What you need to know:
- Patrice Motsepe, 59, is the founder and chairman of African Rainbow Minerals. He became a billionaire in 2008 – the first black African on Forbes list.
Fufa president Moses Magogo is likely to vote South African billionaire Patrice Motsepe when the Confederation of African Football (Caf) goes to polls next month.
Caf released a list of candidates who passed the ethics and integrity tests ahead of the election to choose the next president, executive committee and Fifa council members.
Acting Caf president Constant Omari failed while Ahmad Ahmad dramatically bounced back to the top seat last week.
The other candidates in the March 12 poll are Jacques Anouma (Ivory Coast), Patrice Senghor (Senegal) and Ahmed Yahya (Mauritania).
Sport’s highest legal body says it will hear incumbent Ahmad’s appeal in full on March 2, with a decision issued before the Caf presidential elections. But Uganda seems to have reached one already and needs no more courting.
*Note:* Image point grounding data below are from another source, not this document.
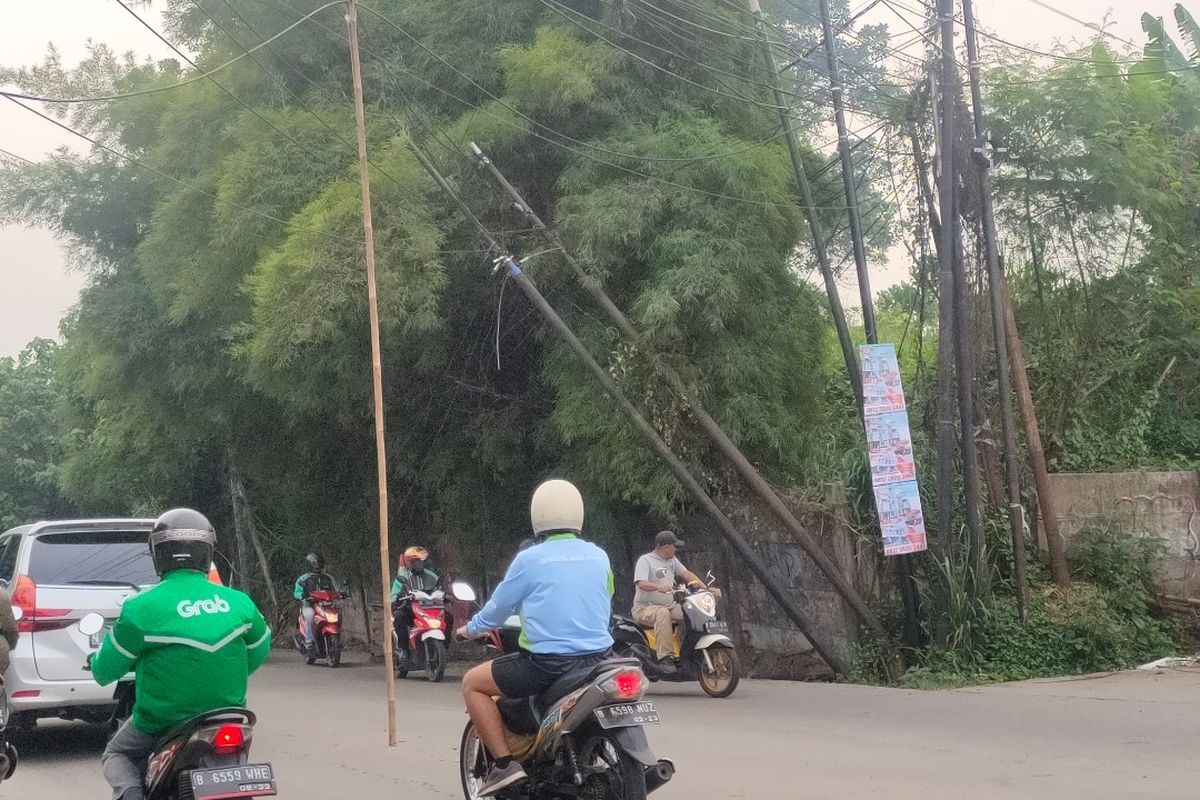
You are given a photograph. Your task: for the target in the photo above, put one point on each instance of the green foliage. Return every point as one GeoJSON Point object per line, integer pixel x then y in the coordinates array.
{"type": "Point", "coordinates": [30, 439]}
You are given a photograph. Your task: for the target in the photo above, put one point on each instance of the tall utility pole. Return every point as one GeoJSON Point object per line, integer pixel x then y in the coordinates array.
{"type": "Point", "coordinates": [904, 561]}
{"type": "Point", "coordinates": [995, 282]}
{"type": "Point", "coordinates": [352, 19]}
{"type": "Point", "coordinates": [847, 174]}
{"type": "Point", "coordinates": [805, 191]}
{"type": "Point", "coordinates": [947, 241]}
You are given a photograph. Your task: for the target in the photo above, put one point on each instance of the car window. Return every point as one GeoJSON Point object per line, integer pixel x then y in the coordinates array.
{"type": "Point", "coordinates": [91, 557]}
{"type": "Point", "coordinates": [9, 548]}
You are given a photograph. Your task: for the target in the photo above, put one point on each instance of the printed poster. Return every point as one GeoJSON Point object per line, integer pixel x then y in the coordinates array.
{"type": "Point", "coordinates": [901, 521]}
{"type": "Point", "coordinates": [882, 391]}
{"type": "Point", "coordinates": [889, 446]}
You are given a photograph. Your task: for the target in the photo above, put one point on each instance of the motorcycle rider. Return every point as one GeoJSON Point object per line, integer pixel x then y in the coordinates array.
{"type": "Point", "coordinates": [192, 645]}
{"type": "Point", "coordinates": [315, 579]}
{"type": "Point", "coordinates": [563, 589]}
{"type": "Point", "coordinates": [655, 576]}
{"type": "Point", "coordinates": [413, 575]}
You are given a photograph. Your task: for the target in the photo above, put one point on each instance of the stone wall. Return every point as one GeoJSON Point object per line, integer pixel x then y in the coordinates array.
{"type": "Point", "coordinates": [1146, 504]}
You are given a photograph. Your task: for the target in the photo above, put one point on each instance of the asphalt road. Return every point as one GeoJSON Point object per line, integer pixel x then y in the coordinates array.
{"type": "Point", "coordinates": [1125, 735]}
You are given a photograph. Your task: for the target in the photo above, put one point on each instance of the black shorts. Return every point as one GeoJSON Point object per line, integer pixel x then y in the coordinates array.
{"type": "Point", "coordinates": [527, 674]}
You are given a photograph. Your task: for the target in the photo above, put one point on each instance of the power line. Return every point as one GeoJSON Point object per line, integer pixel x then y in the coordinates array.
{"type": "Point", "coordinates": [155, 90]}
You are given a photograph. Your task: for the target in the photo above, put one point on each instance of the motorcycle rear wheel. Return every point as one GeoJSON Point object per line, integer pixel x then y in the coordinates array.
{"type": "Point", "coordinates": [334, 649]}
{"type": "Point", "coordinates": [435, 660]}
{"type": "Point", "coordinates": [624, 779]}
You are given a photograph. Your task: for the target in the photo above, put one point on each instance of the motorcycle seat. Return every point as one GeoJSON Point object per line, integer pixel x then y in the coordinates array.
{"type": "Point", "coordinates": [234, 715]}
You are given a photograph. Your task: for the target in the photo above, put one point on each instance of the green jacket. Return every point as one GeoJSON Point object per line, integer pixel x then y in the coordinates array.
{"type": "Point", "coordinates": [192, 645]}
{"type": "Point", "coordinates": [405, 579]}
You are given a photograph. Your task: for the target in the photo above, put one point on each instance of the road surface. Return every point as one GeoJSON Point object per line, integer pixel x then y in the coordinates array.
{"type": "Point", "coordinates": [1125, 735]}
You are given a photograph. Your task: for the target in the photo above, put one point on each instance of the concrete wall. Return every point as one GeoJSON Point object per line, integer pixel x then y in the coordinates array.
{"type": "Point", "coordinates": [1150, 504]}
{"type": "Point", "coordinates": [768, 643]}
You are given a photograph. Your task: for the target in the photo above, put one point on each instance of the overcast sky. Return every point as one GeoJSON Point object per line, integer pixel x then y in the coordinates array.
{"type": "Point", "coordinates": [35, 286]}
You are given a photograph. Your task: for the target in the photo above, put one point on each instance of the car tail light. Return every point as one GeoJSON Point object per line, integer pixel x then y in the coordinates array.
{"type": "Point", "coordinates": [24, 596]}
{"type": "Point", "coordinates": [229, 739]}
{"type": "Point", "coordinates": [625, 685]}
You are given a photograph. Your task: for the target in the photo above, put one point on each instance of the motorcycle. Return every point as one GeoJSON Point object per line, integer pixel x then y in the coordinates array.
{"type": "Point", "coordinates": [207, 757]}
{"type": "Point", "coordinates": [703, 650]}
{"type": "Point", "coordinates": [427, 642]}
{"type": "Point", "coordinates": [327, 613]}
{"type": "Point", "coordinates": [7, 751]}
{"type": "Point", "coordinates": [582, 738]}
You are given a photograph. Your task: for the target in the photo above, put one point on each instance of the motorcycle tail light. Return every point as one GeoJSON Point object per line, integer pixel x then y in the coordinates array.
{"type": "Point", "coordinates": [229, 739]}
{"type": "Point", "coordinates": [625, 685]}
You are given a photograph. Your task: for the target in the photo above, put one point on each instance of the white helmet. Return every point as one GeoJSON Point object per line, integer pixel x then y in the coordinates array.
{"type": "Point", "coordinates": [556, 505]}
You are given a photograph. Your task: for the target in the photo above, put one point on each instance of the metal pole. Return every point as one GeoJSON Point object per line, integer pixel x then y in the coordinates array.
{"type": "Point", "coordinates": [711, 427]}
{"type": "Point", "coordinates": [352, 19]}
{"type": "Point", "coordinates": [995, 281]}
{"type": "Point", "coordinates": [677, 467]}
{"type": "Point", "coordinates": [847, 174]}
{"type": "Point", "coordinates": [807, 206]}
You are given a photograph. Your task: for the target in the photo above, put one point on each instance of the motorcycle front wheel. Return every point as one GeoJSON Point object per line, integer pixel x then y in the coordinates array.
{"type": "Point", "coordinates": [622, 777]}
{"type": "Point", "coordinates": [725, 674]}
{"type": "Point", "coordinates": [435, 660]}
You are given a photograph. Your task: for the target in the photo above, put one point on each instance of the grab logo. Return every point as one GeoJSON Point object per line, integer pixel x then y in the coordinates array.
{"type": "Point", "coordinates": [187, 608]}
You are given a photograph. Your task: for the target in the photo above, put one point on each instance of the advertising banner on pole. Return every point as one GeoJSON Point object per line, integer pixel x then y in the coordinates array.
{"type": "Point", "coordinates": [889, 449]}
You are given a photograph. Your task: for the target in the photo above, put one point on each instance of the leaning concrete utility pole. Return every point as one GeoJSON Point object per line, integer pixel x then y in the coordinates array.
{"type": "Point", "coordinates": [711, 427]}
{"type": "Point", "coordinates": [352, 19]}
{"type": "Point", "coordinates": [652, 438]}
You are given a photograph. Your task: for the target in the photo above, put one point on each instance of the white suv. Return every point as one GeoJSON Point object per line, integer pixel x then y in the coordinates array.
{"type": "Point", "coordinates": [57, 572]}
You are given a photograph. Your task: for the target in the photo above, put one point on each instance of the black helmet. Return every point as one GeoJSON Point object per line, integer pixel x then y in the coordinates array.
{"type": "Point", "coordinates": [183, 539]}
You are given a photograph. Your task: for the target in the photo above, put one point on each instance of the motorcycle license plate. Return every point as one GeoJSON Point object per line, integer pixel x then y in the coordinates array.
{"type": "Point", "coordinates": [241, 781]}
{"type": "Point", "coordinates": [627, 715]}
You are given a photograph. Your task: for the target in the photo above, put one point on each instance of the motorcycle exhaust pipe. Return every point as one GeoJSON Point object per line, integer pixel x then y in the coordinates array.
{"type": "Point", "coordinates": [659, 775]}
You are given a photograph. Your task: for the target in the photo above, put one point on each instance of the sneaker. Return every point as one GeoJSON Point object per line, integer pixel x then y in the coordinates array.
{"type": "Point", "coordinates": [498, 779]}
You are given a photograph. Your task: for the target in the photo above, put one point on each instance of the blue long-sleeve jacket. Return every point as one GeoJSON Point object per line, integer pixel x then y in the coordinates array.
{"type": "Point", "coordinates": [563, 591]}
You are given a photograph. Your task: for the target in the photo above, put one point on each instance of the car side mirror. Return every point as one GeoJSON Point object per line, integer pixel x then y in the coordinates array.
{"type": "Point", "coordinates": [91, 624]}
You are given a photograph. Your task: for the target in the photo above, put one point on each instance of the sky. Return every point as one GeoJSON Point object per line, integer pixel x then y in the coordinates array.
{"type": "Point", "coordinates": [37, 287]}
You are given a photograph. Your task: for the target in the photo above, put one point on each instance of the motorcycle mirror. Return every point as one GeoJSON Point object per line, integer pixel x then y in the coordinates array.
{"type": "Point", "coordinates": [91, 624]}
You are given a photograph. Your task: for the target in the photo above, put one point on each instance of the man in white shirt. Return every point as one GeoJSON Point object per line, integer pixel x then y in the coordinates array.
{"type": "Point", "coordinates": [655, 577]}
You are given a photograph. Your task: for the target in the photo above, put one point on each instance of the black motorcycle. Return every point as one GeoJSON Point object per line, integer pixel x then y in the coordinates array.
{"type": "Point", "coordinates": [204, 757]}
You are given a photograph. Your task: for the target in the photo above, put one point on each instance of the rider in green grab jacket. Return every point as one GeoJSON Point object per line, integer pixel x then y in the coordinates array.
{"type": "Point", "coordinates": [191, 644]}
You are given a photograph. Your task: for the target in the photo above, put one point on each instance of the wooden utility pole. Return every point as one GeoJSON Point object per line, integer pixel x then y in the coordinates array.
{"type": "Point", "coordinates": [904, 561]}
{"type": "Point", "coordinates": [947, 241]}
{"type": "Point", "coordinates": [1055, 545]}
{"type": "Point", "coordinates": [995, 282]}
{"type": "Point", "coordinates": [807, 205]}
{"type": "Point", "coordinates": [352, 19]}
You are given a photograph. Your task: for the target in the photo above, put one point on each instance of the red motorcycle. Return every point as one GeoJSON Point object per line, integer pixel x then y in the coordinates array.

“We are likely to vote for him [Motsepe] because of several factors,” a source at Fufa intimated to Daily Monitor.
“He is the best bet for now though not yet a final decision because the Fufa president has to meet with other Cecafa leaders so that they can brainstorm and find the best position as a region.”
Motsepe owns South African giants Mamelodi Sundowns where Uganda Cranes captain Denis Onyango plays.
Fufa publicist Ahmed Hussein remains tight-lipped. However, Mujib Kasule, who attempted to run against Magogo for the Fufa seat in 2017, has advice for the game handlers here.
Kasule, the director of Proline, says that Uganda and Africa must scrutinise the candidates’ proposals thoroughly to find those who will strike a balance between the business side of the game and the quality of football played and competitions.
“The voters must look at a candidate who will bring about development,” Kasule says. “The leaders are focusing on the business side and forgetting the game itself.
“For example, they are focusing on expanding the competitions to accommodate more teams and not minding about the quality,” he adds.
Under Ahmad, the continent’s elite tournament, Africa Cup of Nations, has been expanded from 16 to 24 teams.
“We’ve issues with infrastructure but we are not seeing proposals and strategies to improve on that. They need to address the issue of coaching; we are seeing coaches from Europe coming to coach with their licenses but African coaches cannot go there because they don’t recognise ours,” Kasule, also a Caf coaching instructor, states.
“When I see a candidate who owns a football club that is a giant on the continent and coming from a country that has made big strides in terms of football development, that gives me hope that he can do a good job,” Kasule says of Motsepe.
“He understands the challenges firsthand. He might lack experience when it comes to management of African football compared to others but I think he has enough to adapt quickly.”
Magogo, also a Caf Excom member, will vote on Uganda’s behalf.